She shook him off brusquely and climbed the stairs. He came up so close behind that his boots clipped her heels but, this once, she did not berate him for his carelessness. She sensed that at long last they had come to the place where she would learn what she wanted to know.
The stairs brought them up out of the earth into the center of a small stone circle, seven stones placed equidistant from each other on a grassy sward. Beyond, like hulking beasts against the heavens, three mountains loomed. They had not returned to the first stone circle, that was obvious, but Antonia guessed they still walked among the Alfar Mountains.
Her second thought, unbidden and unwelcome, was that it was surely no longer late autumn. The air was clement, the night mellow and almost warm. But the moon remained full, much farther gone in the sky than it had been when they entered the first stone circle. They had walked beneath the earth, guided by the moon’s distant light, for many hours—and it was nearing dawn.
The stone circle stood on a low hill. Beyond, down the slope and half hidden by trees, stood several buildings. The sinking moon still gave enough light that she could make out the rest of the little valley: a copse of lush trees, a few neat strips of cultivated field, a vineyard, squat boxes for bees, a chicken shed, and the leaning wall of a stable set into the steep side of a mountain. A single lantern burned by the gate that led into the enclosure. A stream whispered, murmuring, in the distance. High cliff walls enclosed them, shutting out half the night sky in which stars dazzled, uncloaked by any sign of cloud.
A hand brushed her cheek and she started. “Heribert.”
He stood three steps behind her, too far away to have touched her.

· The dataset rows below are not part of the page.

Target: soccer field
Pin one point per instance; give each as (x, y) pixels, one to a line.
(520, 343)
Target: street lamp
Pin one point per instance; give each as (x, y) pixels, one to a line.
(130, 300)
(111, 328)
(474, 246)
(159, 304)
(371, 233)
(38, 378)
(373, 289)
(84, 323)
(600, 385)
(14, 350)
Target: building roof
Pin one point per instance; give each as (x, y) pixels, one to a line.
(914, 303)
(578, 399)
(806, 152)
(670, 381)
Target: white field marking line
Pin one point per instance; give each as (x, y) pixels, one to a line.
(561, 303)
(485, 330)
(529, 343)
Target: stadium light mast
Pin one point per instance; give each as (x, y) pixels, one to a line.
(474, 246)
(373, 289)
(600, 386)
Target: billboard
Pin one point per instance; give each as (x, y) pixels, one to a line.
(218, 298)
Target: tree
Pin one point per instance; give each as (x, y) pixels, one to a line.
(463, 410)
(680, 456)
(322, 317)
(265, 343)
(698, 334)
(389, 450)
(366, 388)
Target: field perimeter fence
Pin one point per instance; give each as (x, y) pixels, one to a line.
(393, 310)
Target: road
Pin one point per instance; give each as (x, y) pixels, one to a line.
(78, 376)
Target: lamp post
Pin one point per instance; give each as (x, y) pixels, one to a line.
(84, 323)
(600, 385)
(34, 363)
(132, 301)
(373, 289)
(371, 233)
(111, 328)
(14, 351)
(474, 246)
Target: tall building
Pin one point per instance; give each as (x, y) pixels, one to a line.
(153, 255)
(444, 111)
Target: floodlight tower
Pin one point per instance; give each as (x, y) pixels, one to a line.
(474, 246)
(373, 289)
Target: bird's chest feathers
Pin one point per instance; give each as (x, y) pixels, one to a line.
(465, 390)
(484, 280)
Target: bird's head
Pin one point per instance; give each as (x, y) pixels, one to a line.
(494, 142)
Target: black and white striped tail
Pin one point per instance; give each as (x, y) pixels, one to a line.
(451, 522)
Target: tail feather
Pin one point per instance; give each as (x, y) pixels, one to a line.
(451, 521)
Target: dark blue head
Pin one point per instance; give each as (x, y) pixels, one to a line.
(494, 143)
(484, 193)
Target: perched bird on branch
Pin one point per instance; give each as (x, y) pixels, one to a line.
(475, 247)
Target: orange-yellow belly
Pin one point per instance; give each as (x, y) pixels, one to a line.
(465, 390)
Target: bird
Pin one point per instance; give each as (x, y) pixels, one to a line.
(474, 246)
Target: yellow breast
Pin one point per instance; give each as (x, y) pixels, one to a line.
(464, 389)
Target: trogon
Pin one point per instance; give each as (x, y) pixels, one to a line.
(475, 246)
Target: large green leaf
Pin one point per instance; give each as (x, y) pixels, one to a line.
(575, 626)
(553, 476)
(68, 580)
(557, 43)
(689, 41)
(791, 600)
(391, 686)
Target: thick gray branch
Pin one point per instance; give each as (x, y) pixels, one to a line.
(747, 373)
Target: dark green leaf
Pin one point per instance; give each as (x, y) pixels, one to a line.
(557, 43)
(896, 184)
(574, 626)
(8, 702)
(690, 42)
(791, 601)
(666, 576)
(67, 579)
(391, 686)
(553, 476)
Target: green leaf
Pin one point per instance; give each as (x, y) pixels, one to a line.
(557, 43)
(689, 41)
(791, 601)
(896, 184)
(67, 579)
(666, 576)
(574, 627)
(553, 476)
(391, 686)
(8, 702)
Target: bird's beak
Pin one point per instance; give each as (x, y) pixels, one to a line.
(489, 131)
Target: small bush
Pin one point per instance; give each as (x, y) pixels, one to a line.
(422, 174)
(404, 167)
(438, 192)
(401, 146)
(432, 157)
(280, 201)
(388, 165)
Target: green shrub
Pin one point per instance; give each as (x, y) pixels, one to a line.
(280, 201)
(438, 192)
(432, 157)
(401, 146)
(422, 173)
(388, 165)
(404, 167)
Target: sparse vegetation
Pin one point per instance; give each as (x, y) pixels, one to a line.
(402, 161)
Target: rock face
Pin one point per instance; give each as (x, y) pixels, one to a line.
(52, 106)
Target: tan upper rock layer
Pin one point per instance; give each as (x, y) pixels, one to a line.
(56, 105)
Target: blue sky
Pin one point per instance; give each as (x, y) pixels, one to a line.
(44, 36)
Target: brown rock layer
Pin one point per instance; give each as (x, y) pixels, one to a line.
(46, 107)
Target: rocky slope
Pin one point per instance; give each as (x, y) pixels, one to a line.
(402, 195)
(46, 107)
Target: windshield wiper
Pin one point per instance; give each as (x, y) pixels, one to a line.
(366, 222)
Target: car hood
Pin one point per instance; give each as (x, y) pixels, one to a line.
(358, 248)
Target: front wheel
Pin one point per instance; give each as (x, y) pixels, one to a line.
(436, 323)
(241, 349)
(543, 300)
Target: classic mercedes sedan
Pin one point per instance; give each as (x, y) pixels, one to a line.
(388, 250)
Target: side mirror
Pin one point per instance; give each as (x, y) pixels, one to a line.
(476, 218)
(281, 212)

He seemed to have been struck dumb.
“Biscop Antonia.” The speaker stepped out from behind one of the stones and made the gesture that in the sign language of the convent signified Welcome. She gave no obeisance. “I am glad you chose to follow my messenger.”
“Who are you?” demanded Antonia, annoyed by her lack of deference. “Are you the one who has led us this far?” She had many more questions, but she knew better than to ask them all at once.
“I am the one who has brought you here, for I have seen your promise.”
Promise! Antonia snorted, but held her tongue.
“You may call me Caput Draconis.”
“The head of the dragon? A strange name, or title, to give oneself.”
“A strange road has brought us all here, and we must tread stranger and more dangerous paths yet if we are to succeed. You are not trained as a mathematicus?” The question was, in fact, a statement, waiting on Antonia’s acknowledgment.
“I know that the constellation known as the Dragon is the sixth House in the great circle of the zodiac, itself called the world dragon that binds the heavens.” Antonia did not like to be toyed with in this manner. She did not like to be reminded that others might know things she did not.
“So it is. And it wields its own power. But the stars do not in their movements gather as much power as do the seven erratica, which we know as the planets: Moon, Erekes, Somorhas, Sun, Jedu, Mok, and Aturna. I speak of the ascending and descending nodes of the moon, where that vessel crosses the plane of the ecliptic. The ecliptic is the path on which the planets move, which we also call the world dragon that binds the heavens. South to north the moon ascends across the ecliptic, and that is the caput draconis, the head of the dragon. North to south she descends, and that is the cauda draconis, the tail. Every twenty-seven days, in the sphere above us, the moon moves from caput to cauda and back again. In every movement we observe in the heavens, there is power to be taken and used.”
“And these are the secrets hoarded by the mathematici? By such as you?”
The woman lifted her hands, palms up and open, empty, to reveal that she needed no weapon cast of brute metal or grown out of earth in order to triumph over her adversaries.
“The teachings of the mathematici are forbidden by the church,” Antonia added.
“And you were being sent to Darre to stand trial before the skopos on the charge of maleficent sorceries whose use is forbidden by the church. I know of you, Antonia. I know your skills. I need them.”
“I tire of this portentousness,” said Antonia bluntly. “Did you compel the daimone? Can you teach me such power?”
“Indeed I can, and more besides. Your great talent is for coercion. I need that talent, for I only possess it in small measure.”
“You have drawn down and trapped a daimone! Is that, to you, possessing only a ‘small measure’ of talent?”
“For compulsion, yes. With the others I can draw down such creatures, but our ability to coerce them is sorely limited. The one you met we could only command to a single task—to find you and guide you to the circle by whose path you then came here. But I cannot, as you evidently can, command spirits and beasts to kill—unless it is already their own desire to do so.”